School of Biomedical Informatics, University of Texas Health Science Center at Houston (UTHealth), Houston, TX, United States.
Department of Health Outcomes & Biomedical Informatics, College of Medicine, University of Florida, Gainesville, FL, United States.
J Biomed Inform. 2018 Aug;84:11-16. doi: 10.1016/j.jbi.2018.06.011. Epub 2018 Jun 15.
Recently, recurrent neural networks (RNNs) have been applied in predicting disease onset risks with Electronic Health Record (EHR) data. While these models demonstrated promising results on relatively small data sets, the generalizability and transferability of those models and its applicability to different patient populations across hospitals have not been evaluated. In this study, we evaluated an RNN model, RETAIN, over Cerner Health Facts® EMR data, for heart failure onset risk prediction. Our data set included over 150,000 heart failure patients and over 1,000,000 controls from nearly 400 hospitals. Convincingly, RETAIN achieved an AUC of 82% in comparison to an AUC of 79% for logistic regression, demonstrating the power of more expressive deep learning models for EHR predictive modeling. The prediction performance fluctuated across different patient groups and varied from hospital to hospital. Also, we trained RETAIN models on individual hospitals and found that the model can be applied to other hospitals with only about 3.6% of reduction of AUC. Our results demonstrated the capability of RNN for predictive modeling with large and heterogeneous EHR data, and pave the road for future improvements.

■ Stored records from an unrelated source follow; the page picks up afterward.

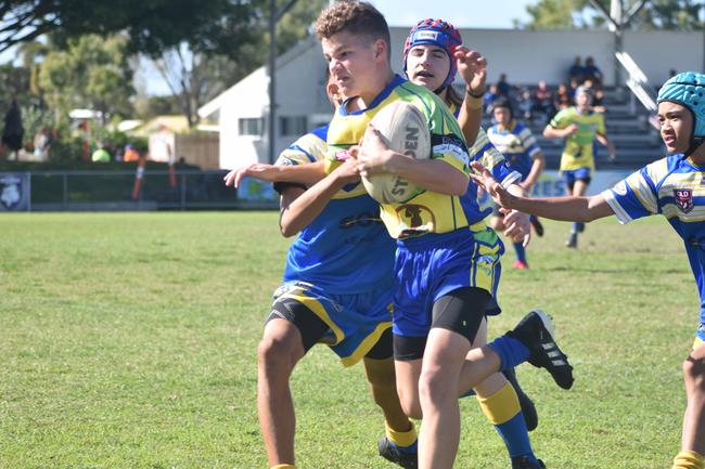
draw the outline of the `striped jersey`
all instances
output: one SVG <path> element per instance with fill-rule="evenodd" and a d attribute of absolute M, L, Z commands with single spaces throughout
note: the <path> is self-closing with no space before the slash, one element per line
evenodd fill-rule
<path fill-rule="evenodd" d="M 281 153 L 277 165 L 323 160 L 326 135 L 328 126 L 302 136 Z M 333 295 L 392 288 L 395 243 L 380 219 L 377 203 L 357 186 L 336 194 L 292 243 L 284 283 L 306 282 Z"/>
<path fill-rule="evenodd" d="M 403 204 L 383 204 L 382 220 L 395 238 L 420 236 L 428 233 L 449 233 L 483 222 L 487 216 L 477 205 L 477 186 L 470 180 L 470 161 L 465 139 L 458 121 L 446 104 L 432 91 L 413 84 L 398 75 L 364 109 L 348 112 L 341 106 L 335 113 L 328 134 L 329 160 L 336 159 L 336 153 L 359 142 L 368 123 L 385 105 L 402 100 L 414 105 L 426 119 L 431 132 L 431 158 L 444 161 L 469 178 L 469 191 L 463 196 L 450 196 L 423 191 Z M 502 158 L 498 154 L 497 158 Z M 504 165 L 488 157 L 488 168 L 502 182 L 512 177 Z M 513 179 L 512 179 L 513 178 Z M 507 180 L 507 181 L 505 181 Z M 361 184 L 360 184 L 361 185 Z M 484 224 L 482 229 L 484 230 Z"/>
<path fill-rule="evenodd" d="M 683 239 L 705 323 L 705 167 L 670 155 L 630 174 L 605 198 L 620 223 L 661 213 Z"/>

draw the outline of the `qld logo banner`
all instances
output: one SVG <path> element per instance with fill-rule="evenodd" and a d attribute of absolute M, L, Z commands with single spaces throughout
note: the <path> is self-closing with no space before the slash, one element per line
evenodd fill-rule
<path fill-rule="evenodd" d="M 0 172 L 0 212 L 29 211 L 29 188 L 28 172 Z"/>

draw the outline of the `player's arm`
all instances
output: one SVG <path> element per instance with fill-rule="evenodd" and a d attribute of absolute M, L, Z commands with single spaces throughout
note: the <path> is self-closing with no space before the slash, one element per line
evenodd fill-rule
<path fill-rule="evenodd" d="M 244 177 L 255 178 L 266 182 L 293 182 L 311 186 L 325 177 L 323 161 L 307 165 L 267 165 L 255 162 L 233 169 L 223 180 L 226 185 L 240 186 Z"/>
<path fill-rule="evenodd" d="M 358 179 L 356 161 L 350 159 L 308 190 L 298 188 L 298 194 L 292 193 L 286 199 L 282 195 L 279 217 L 282 235 L 291 237 L 304 230 L 343 186 Z"/>
<path fill-rule="evenodd" d="M 551 123 L 549 123 L 543 129 L 543 136 L 546 136 L 547 139 L 565 139 L 566 136 L 573 135 L 577 131 L 578 131 L 578 126 L 576 126 L 575 123 L 572 123 L 568 127 L 565 127 L 563 129 L 554 127 Z"/>
<path fill-rule="evenodd" d="M 370 131 L 366 134 L 364 148 L 357 147 L 354 152 L 361 175 L 389 172 L 440 194 L 463 195 L 467 191 L 467 174 L 440 160 L 414 159 L 394 152 L 372 125 Z"/>
<path fill-rule="evenodd" d="M 531 161 L 531 170 L 529 171 L 524 182 L 521 183 L 526 192 L 531 191 L 531 187 L 534 187 L 534 184 L 536 184 L 536 181 L 538 181 L 541 171 L 543 171 L 543 168 L 546 168 L 546 158 L 543 157 L 543 152 L 539 149 L 533 154 Z"/>
<path fill-rule="evenodd" d="M 482 175 L 472 175 L 473 180 L 483 185 L 492 199 L 504 208 L 533 213 L 537 217 L 560 221 L 590 222 L 614 214 L 603 195 L 592 197 L 518 197 L 502 187 L 491 173 L 478 162 L 473 162 Z"/>
<path fill-rule="evenodd" d="M 458 114 L 458 122 L 465 141 L 472 145 L 483 120 L 483 101 L 485 80 L 487 79 L 487 61 L 478 52 L 459 47 L 453 54 L 458 71 L 465 80 L 465 94 Z"/>

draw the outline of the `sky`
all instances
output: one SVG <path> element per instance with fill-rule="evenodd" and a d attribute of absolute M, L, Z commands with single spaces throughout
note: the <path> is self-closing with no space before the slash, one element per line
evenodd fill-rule
<path fill-rule="evenodd" d="M 305 1 L 305 0 L 304 0 Z M 459 28 L 510 29 L 514 19 L 528 22 L 526 6 L 538 0 L 439 1 L 433 0 L 370 0 L 389 26 L 411 27 L 420 19 L 434 17 L 452 23 Z M 403 4 L 403 6 L 401 6 Z M 479 6 L 479 8 L 478 8 Z M 148 94 L 169 94 L 170 91 L 156 70 L 145 67 L 144 79 Z"/>
<path fill-rule="evenodd" d="M 305 1 L 305 0 L 304 0 Z M 492 0 L 488 1 L 440 1 L 433 0 L 371 0 L 387 19 L 389 26 L 411 27 L 426 17 L 441 18 L 459 28 L 512 28 L 514 19 L 527 22 L 526 5 L 535 4 L 538 0 Z M 403 4 L 403 6 L 401 6 Z M 479 8 L 478 8 L 479 6 Z M 0 63 L 14 58 L 14 51 L 0 54 Z M 159 74 L 145 67 L 143 78 L 148 94 L 169 94 L 170 91 Z"/>

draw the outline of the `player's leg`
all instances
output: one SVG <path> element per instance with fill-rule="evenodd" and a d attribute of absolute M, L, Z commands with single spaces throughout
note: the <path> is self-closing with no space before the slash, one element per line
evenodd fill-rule
<path fill-rule="evenodd" d="M 280 297 L 272 305 L 257 349 L 257 411 L 270 467 L 294 467 L 296 417 L 289 380 L 326 329 L 296 300 Z"/>
<path fill-rule="evenodd" d="M 460 441 L 459 377 L 489 300 L 485 289 L 462 287 L 443 295 L 433 304 L 419 377 L 423 411 L 420 468 L 452 467 Z"/>
<path fill-rule="evenodd" d="M 590 185 L 591 174 L 589 168 L 580 168 L 575 173 L 575 183 L 569 192 L 571 195 L 575 197 L 582 197 L 588 192 L 588 186 Z M 575 238 L 575 246 L 577 247 L 578 234 L 585 231 L 585 223 L 574 222 L 571 229 L 571 237 Z"/>
<path fill-rule="evenodd" d="M 483 347 L 486 343 L 487 321 L 483 321 L 473 341 L 473 348 Z M 518 388 L 518 382 L 510 383 L 504 375 L 496 373 L 475 387 L 475 394 L 483 413 L 504 442 L 512 460 L 512 467 L 522 467 L 520 464 L 524 464 L 524 467 L 540 468 L 540 463 L 531 450 L 525 418 L 526 412 L 520 403 L 516 388 Z M 530 400 L 529 404 L 531 408 L 527 412 L 531 413 L 533 411 L 531 417 L 534 428 L 536 428 L 536 408 Z"/>
<path fill-rule="evenodd" d="M 384 458 L 405 468 L 416 467 L 416 429 L 405 414 L 397 393 L 392 329 L 387 329 L 364 356 L 364 372 L 374 402 L 385 419 L 385 437 L 377 450 Z"/>
<path fill-rule="evenodd" d="M 683 419 L 681 451 L 674 469 L 705 467 L 705 344 L 697 339 L 692 353 L 683 362 L 683 379 L 688 406 Z"/>

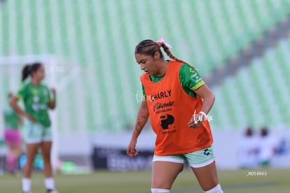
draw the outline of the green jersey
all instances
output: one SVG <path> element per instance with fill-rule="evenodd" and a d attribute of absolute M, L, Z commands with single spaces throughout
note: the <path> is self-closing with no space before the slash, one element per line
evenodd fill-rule
<path fill-rule="evenodd" d="M 18 116 L 16 112 L 10 106 L 4 109 L 5 128 L 18 129 Z"/>
<path fill-rule="evenodd" d="M 50 126 L 48 108 L 50 100 L 48 87 L 40 85 L 35 86 L 31 82 L 24 83 L 16 94 L 22 99 L 25 110 L 43 126 Z"/>
<path fill-rule="evenodd" d="M 150 80 L 153 83 L 158 83 L 160 81 L 163 77 L 151 75 L 150 76 Z M 191 96 L 196 97 L 196 94 L 194 92 L 195 90 L 197 90 L 205 82 L 200 78 L 198 72 L 195 70 L 192 66 L 188 64 L 183 64 L 179 69 L 179 80 L 184 90 Z M 143 96 L 146 99 L 145 89 L 142 85 Z"/>

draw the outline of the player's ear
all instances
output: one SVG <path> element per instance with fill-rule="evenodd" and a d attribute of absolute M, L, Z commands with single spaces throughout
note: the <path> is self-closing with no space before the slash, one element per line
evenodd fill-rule
<path fill-rule="evenodd" d="M 160 59 L 160 53 L 158 51 L 155 52 L 154 53 L 154 59 Z"/>

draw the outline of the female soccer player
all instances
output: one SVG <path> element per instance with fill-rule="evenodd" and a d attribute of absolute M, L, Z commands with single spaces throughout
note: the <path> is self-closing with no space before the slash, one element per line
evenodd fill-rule
<path fill-rule="evenodd" d="M 11 99 L 12 94 L 8 94 L 8 99 Z M 22 120 L 16 112 L 10 106 L 4 110 L 4 139 L 8 148 L 8 153 L 6 157 L 7 164 L 11 173 L 16 172 L 16 160 L 21 155 L 22 138 L 18 130 Z"/>
<path fill-rule="evenodd" d="M 164 59 L 160 48 L 172 60 Z M 196 69 L 174 57 L 162 38 L 141 41 L 135 58 L 144 100 L 127 150 L 137 156 L 137 138 L 150 117 L 156 134 L 152 164 L 153 193 L 170 192 L 187 160 L 205 192 L 220 193 L 207 113 L 214 95 Z"/>
<path fill-rule="evenodd" d="M 32 163 L 40 147 L 44 162 L 47 192 L 55 193 L 57 192 L 55 190 L 50 164 L 52 131 L 48 108 L 54 109 L 55 107 L 55 90 L 51 90 L 53 97 L 50 97 L 50 91 L 48 87 L 41 84 L 41 82 L 45 77 L 44 67 L 41 64 L 25 66 L 22 70 L 22 82 L 29 76 L 31 80 L 25 81 L 17 94 L 10 101 L 11 106 L 15 111 L 25 118 L 23 130 L 27 159 L 23 168 L 22 190 L 24 192 L 30 192 Z M 25 110 L 17 104 L 18 99 L 23 100 Z"/>

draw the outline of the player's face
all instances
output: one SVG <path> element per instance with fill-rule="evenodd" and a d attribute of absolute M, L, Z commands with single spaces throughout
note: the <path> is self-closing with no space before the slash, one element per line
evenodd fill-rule
<path fill-rule="evenodd" d="M 36 76 L 38 80 L 43 80 L 46 76 L 46 73 L 43 66 L 40 66 L 37 71 L 35 72 L 34 76 Z"/>
<path fill-rule="evenodd" d="M 149 55 L 137 54 L 135 55 L 135 59 L 137 62 L 140 64 L 141 69 L 149 75 L 154 75 L 157 73 L 157 60 L 154 57 Z"/>

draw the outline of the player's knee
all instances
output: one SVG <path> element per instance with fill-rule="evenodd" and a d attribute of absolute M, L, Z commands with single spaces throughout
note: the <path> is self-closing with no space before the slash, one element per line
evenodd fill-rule
<path fill-rule="evenodd" d="M 152 193 L 170 193 L 170 190 L 160 189 L 160 188 L 151 188 Z"/>
<path fill-rule="evenodd" d="M 218 184 L 214 188 L 212 188 L 209 190 L 205 191 L 205 193 L 223 193 L 223 190 L 221 190 L 221 185 Z"/>

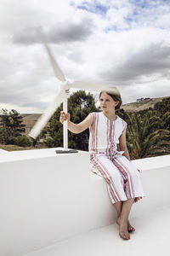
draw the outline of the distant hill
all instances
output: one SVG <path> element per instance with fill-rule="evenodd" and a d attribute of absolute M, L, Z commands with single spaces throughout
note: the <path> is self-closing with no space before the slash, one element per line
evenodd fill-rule
<path fill-rule="evenodd" d="M 153 108 L 156 102 L 161 102 L 162 99 L 167 97 L 141 98 L 138 99 L 135 102 L 122 105 L 121 108 L 123 108 L 126 112 L 137 112 L 139 110 L 147 109 L 149 108 Z M 38 118 L 41 116 L 41 113 L 23 113 L 21 115 L 23 117 L 23 123 L 26 125 L 26 131 L 27 134 Z"/>
<path fill-rule="evenodd" d="M 128 104 L 122 105 L 121 108 L 123 108 L 126 112 L 137 112 L 147 108 L 154 108 L 154 105 L 159 102 L 162 102 L 162 99 L 167 98 L 159 97 L 159 98 L 141 98 L 137 100 L 135 102 L 131 102 Z"/>

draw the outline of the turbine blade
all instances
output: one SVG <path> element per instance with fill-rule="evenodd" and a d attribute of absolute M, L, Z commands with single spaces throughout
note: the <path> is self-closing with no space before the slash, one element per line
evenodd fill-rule
<path fill-rule="evenodd" d="M 50 63 L 51 63 L 51 65 L 53 67 L 54 73 L 56 78 L 58 79 L 60 79 L 61 82 L 65 82 L 65 76 L 64 76 L 64 74 L 63 74 L 63 73 L 62 73 L 62 71 L 61 71 L 59 64 L 57 63 L 57 61 L 55 61 L 55 59 L 54 59 L 54 55 L 52 54 L 52 51 L 51 51 L 49 46 L 45 42 L 43 43 L 43 45 L 44 45 L 45 49 L 46 49 L 46 51 L 47 51 L 47 53 L 48 55 L 49 61 L 50 61 Z"/>
<path fill-rule="evenodd" d="M 55 76 L 61 82 L 65 82 L 65 76 L 64 76 L 64 74 L 63 74 L 63 73 L 62 73 L 62 71 L 61 71 L 59 64 L 57 63 L 57 61 L 55 61 L 55 59 L 54 59 L 54 57 L 53 55 L 49 45 L 48 45 L 48 44 L 47 44 L 48 41 L 47 41 L 46 36 L 45 36 L 45 34 L 44 34 L 44 32 L 42 31 L 42 28 L 40 28 L 40 27 L 37 28 L 37 32 L 40 35 L 40 38 L 41 38 L 41 39 L 42 41 L 42 44 L 43 44 L 43 45 L 45 47 L 45 49 L 46 49 L 47 53 L 48 53 L 48 55 L 49 57 L 49 61 L 50 61 L 50 63 L 51 63 L 51 65 L 53 67 L 54 73 Z"/>
<path fill-rule="evenodd" d="M 69 85 L 70 88 L 76 88 L 81 90 L 87 90 L 91 91 L 106 91 L 109 93 L 115 93 L 119 95 L 120 92 L 118 90 L 114 87 L 110 87 L 108 84 L 94 83 L 94 82 L 82 82 L 82 81 L 75 81 Z"/>
<path fill-rule="evenodd" d="M 49 105 L 47 111 L 41 115 L 41 117 L 38 119 L 37 122 L 35 124 L 33 128 L 29 133 L 29 136 L 36 139 L 38 135 L 40 134 L 41 131 L 43 129 L 43 127 L 46 125 L 46 124 L 50 119 L 53 113 L 55 112 L 55 109 L 60 107 L 60 103 L 63 100 L 63 95 L 64 95 L 64 89 L 60 89 L 59 93 L 56 95 L 54 100 L 53 102 Z"/>

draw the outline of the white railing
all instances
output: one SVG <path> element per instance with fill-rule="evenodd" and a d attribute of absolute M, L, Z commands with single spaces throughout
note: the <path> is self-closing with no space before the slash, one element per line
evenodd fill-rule
<path fill-rule="evenodd" d="M 0 255 L 22 255 L 116 221 L 88 153 L 55 149 L 0 154 Z M 133 208 L 137 217 L 170 201 L 170 155 L 133 163 L 143 171 L 146 195 Z"/>

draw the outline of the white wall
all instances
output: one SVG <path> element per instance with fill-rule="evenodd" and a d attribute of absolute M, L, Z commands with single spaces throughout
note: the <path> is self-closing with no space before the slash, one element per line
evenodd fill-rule
<path fill-rule="evenodd" d="M 1 154 L 0 256 L 19 256 L 116 220 L 105 181 L 90 173 L 88 153 L 57 155 L 54 149 Z M 144 166 L 146 197 L 132 216 L 170 202 L 170 155 L 133 162 Z"/>
<path fill-rule="evenodd" d="M 101 180 L 95 183 L 88 152 L 37 149 L 2 157 L 0 255 L 20 255 L 110 224 L 106 188 Z"/>

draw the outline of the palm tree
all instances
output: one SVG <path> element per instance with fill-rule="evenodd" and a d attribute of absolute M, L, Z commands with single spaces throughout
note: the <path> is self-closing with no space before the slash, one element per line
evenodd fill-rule
<path fill-rule="evenodd" d="M 143 118 L 138 113 L 128 115 L 128 148 L 132 159 L 170 153 L 170 131 L 163 129 L 162 119 L 147 112 Z"/>

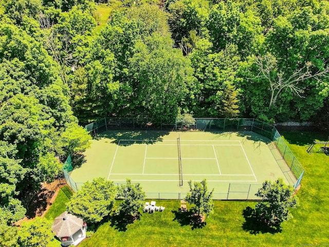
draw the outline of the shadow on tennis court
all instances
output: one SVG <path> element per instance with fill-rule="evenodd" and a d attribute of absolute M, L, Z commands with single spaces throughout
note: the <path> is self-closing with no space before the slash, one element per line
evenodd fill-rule
<path fill-rule="evenodd" d="M 141 143 L 141 140 L 145 142 L 145 143 L 148 144 L 153 144 L 157 142 L 162 142 L 162 137 L 169 135 L 170 133 L 170 131 L 107 131 L 98 134 L 94 136 L 94 138 L 97 140 L 103 138 L 113 139 L 112 143 L 116 144 L 118 144 L 120 140 L 125 140 L 125 146 Z"/>
<path fill-rule="evenodd" d="M 275 234 L 282 231 L 280 223 L 269 225 L 262 220 L 255 212 L 255 209 L 248 206 L 242 214 L 245 221 L 242 224 L 242 228 L 250 234 L 270 233 Z"/>
<path fill-rule="evenodd" d="M 207 225 L 207 222 L 202 221 L 200 216 L 196 216 L 194 212 L 190 211 L 181 211 L 180 209 L 177 210 L 172 210 L 175 214 L 175 218 L 173 221 L 177 220 L 180 225 L 190 225 L 191 229 L 194 230 L 195 228 L 203 228 Z"/>
<path fill-rule="evenodd" d="M 72 158 L 72 164 L 73 165 L 73 168 L 79 168 L 81 167 L 84 163 L 85 163 L 86 156 L 82 153 L 77 153 L 71 154 L 71 157 Z"/>

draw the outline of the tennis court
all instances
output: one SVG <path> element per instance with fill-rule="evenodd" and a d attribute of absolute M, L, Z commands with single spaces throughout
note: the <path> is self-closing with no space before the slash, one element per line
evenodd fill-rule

最近,递归神经网络 (RNN) 已应用于通过电子健康记录 (EHR) 数据预测疾病发病风险。虽然这些模型在相对较小的数据集上表现出了有前景的结果,但这些模型的泛化能力和可转移性及其在不同医院的不同患者群体中的适用性尚未得到评估。在这项研究中,我们评估了 RNN 模型 RETAIN 在 Cerner Health Facts® EMR 数据上的心力衰竭发病风险预测能力。我们的数据集包括来自近 400 家医院的超过 150,000 名心力衰竭患者和超过 1,000,000 名对照者。令人信服的是,RETAIN 在 AUC 方面的表现优于逻辑回归的 79%,达到 82%,这表明更具表达力的深度学习模型在 EHR 预测建模方面具有更强的能力。预测性能在不同的患者群体中波动,并且在不同的医院之间存在差异。此外,我们在单个医院上训练了 RETAIN 模型,并发现该模型可以应用于其他医院,其 AUC 仅降低约 3.6%。我们的结果表明 RNN 具有在大型和异构 EHR 数据上进行预测建模的能力,并为未来的改进铺平了道路。